Mas por isso mesmo é que se impunha já um confinamento total e concentrado no tempo (até ao Carnaval, por exemplo), para que depois pudéssemos todos retomar a nossa vida aos poucos e recuperar o país também aos poucos. Aliás, o ensino à distância proposto pelos especialistas nos últimos dias, a partir do sétimo ano e até ao ensino superior, não teria impactos económicos significativos e teria, por outro lado, fortes impactos sanitários e sociais, pois levaria a que milhões de pessoas ficassem em casa.
A questão da Saúde também é dramática. A Ordem dos Médicos divulgou ontem um documento chamado “Grito de Alerta Pelos Doentes”. Onde estão o Ministro da Educação e a Ministra da Saúde?

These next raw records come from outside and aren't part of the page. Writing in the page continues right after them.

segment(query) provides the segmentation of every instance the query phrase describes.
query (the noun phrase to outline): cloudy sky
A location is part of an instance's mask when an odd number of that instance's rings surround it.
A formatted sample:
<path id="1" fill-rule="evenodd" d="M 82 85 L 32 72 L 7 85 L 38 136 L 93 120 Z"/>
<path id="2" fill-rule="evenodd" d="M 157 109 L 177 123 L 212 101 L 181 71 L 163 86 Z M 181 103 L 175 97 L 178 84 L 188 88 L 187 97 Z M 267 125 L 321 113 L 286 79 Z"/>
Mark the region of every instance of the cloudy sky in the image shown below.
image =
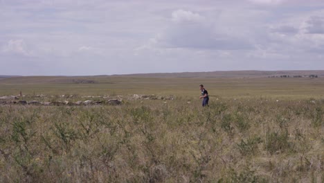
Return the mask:
<path id="1" fill-rule="evenodd" d="M 0 0 L 0 75 L 306 69 L 323 0 Z"/>

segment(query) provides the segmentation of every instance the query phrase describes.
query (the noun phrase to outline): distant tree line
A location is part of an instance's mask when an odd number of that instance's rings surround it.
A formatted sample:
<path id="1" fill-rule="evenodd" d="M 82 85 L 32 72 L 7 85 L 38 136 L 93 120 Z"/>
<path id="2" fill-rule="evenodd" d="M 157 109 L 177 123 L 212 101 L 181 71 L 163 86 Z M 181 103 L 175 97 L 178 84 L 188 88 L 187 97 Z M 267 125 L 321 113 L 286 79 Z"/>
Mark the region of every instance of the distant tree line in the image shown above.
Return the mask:
<path id="1" fill-rule="evenodd" d="M 317 75 L 314 75 L 314 74 L 311 74 L 309 76 L 296 75 L 296 76 L 292 76 L 292 77 L 291 77 L 289 75 L 269 76 L 268 78 L 307 78 L 307 77 L 312 78 L 318 78 Z"/>

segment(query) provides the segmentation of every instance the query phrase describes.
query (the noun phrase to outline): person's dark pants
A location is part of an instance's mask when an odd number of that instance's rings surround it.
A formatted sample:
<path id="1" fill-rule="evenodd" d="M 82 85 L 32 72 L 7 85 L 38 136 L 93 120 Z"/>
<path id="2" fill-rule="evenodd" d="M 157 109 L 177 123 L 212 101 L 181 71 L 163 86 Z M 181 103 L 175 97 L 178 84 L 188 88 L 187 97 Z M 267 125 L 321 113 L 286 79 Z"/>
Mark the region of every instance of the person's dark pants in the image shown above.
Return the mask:
<path id="1" fill-rule="evenodd" d="M 203 98 L 203 107 L 208 106 L 209 97 L 206 97 Z"/>

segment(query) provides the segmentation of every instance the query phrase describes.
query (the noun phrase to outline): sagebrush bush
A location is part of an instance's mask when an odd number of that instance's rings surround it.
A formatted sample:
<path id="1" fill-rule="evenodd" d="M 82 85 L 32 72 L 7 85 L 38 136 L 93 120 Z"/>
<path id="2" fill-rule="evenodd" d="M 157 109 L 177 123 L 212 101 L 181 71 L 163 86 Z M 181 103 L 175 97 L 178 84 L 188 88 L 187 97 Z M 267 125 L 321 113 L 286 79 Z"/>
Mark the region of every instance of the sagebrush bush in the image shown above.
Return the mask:
<path id="1" fill-rule="evenodd" d="M 0 182 L 322 181 L 322 105 L 1 105 Z"/>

Como querem que a população em geral perceba as restrições em relação aos passeios ao ar livre ou em relação a pequenos comércios, se nas Escolas continuam a entrar milhares de alunos todos os dias, obrigando, por exemplo, a uma logística de transportes que, entre transportadores e transportados, envolve milhões de pessoas? Como querem que o SNS ou o nosso sistema nacional de saúde aguentem nas próximas semanas, se os últimos números mostram um crescimento gradual dos casos de Covid-19 nos adolescentes e jovens?

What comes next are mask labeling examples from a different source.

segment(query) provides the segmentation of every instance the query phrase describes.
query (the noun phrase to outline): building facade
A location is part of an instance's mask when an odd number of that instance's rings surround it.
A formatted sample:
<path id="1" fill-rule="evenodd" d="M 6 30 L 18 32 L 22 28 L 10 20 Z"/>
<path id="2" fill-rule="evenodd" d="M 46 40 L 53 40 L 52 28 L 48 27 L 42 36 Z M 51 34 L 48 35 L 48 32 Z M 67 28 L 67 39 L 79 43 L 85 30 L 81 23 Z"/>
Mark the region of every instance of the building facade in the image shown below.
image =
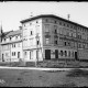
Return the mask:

Não seria mais avisado passar todos os alunos mais velhos (a partir dos 13 anos) para o ensino à distância e permitir o funcionamento de alguns pequenos negócios de rua que recebem uma, duas ou três pessoas de cada vez? Ou não seria preferível um confinamento total de três ou quatro semanas do que este confinamento parcial por tempo indeterminado?
Até para os propósitos economicistas e financeiros do Governo estas duas alternativas poderiam ser mais interessantes… Parece-me que se utilizam muitos critérios políticos nestas decisões e poucos critérios de racionalidade. Parece-me que há mais voluntarismo na adoção de medidas do que preocupação com a eficácia, com a eficiência e com a efetividade dessas mesmas medidas.

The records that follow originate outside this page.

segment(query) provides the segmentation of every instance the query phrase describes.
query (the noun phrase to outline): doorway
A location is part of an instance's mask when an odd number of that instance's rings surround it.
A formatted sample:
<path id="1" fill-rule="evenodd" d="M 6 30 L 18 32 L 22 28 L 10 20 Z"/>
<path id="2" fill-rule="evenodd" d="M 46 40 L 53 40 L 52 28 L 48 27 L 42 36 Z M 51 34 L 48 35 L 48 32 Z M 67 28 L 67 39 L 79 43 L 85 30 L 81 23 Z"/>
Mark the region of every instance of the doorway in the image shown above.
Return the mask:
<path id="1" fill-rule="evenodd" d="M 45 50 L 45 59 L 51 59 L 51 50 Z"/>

Sou completamente a favor da iniciativa privada no que à produção de riqueza diz respeito. Sou defensor acérrimo do ensino presencial e das suas vantagens em relação ao ensino à distância, que vejo apenas como uma solução de recurso para situações como esta. Mas este não é o tempo para usar argumentos económicos ou educativos. Este é o tempo de tomar medidas drásticas e com efeitos imediatos. Este é o tempo da lucidez e da coragem. Quanto mais tempo demorarem, mais tempo irá durar esta verdadeira tragédia em que a pandemia se transformou no nosso país.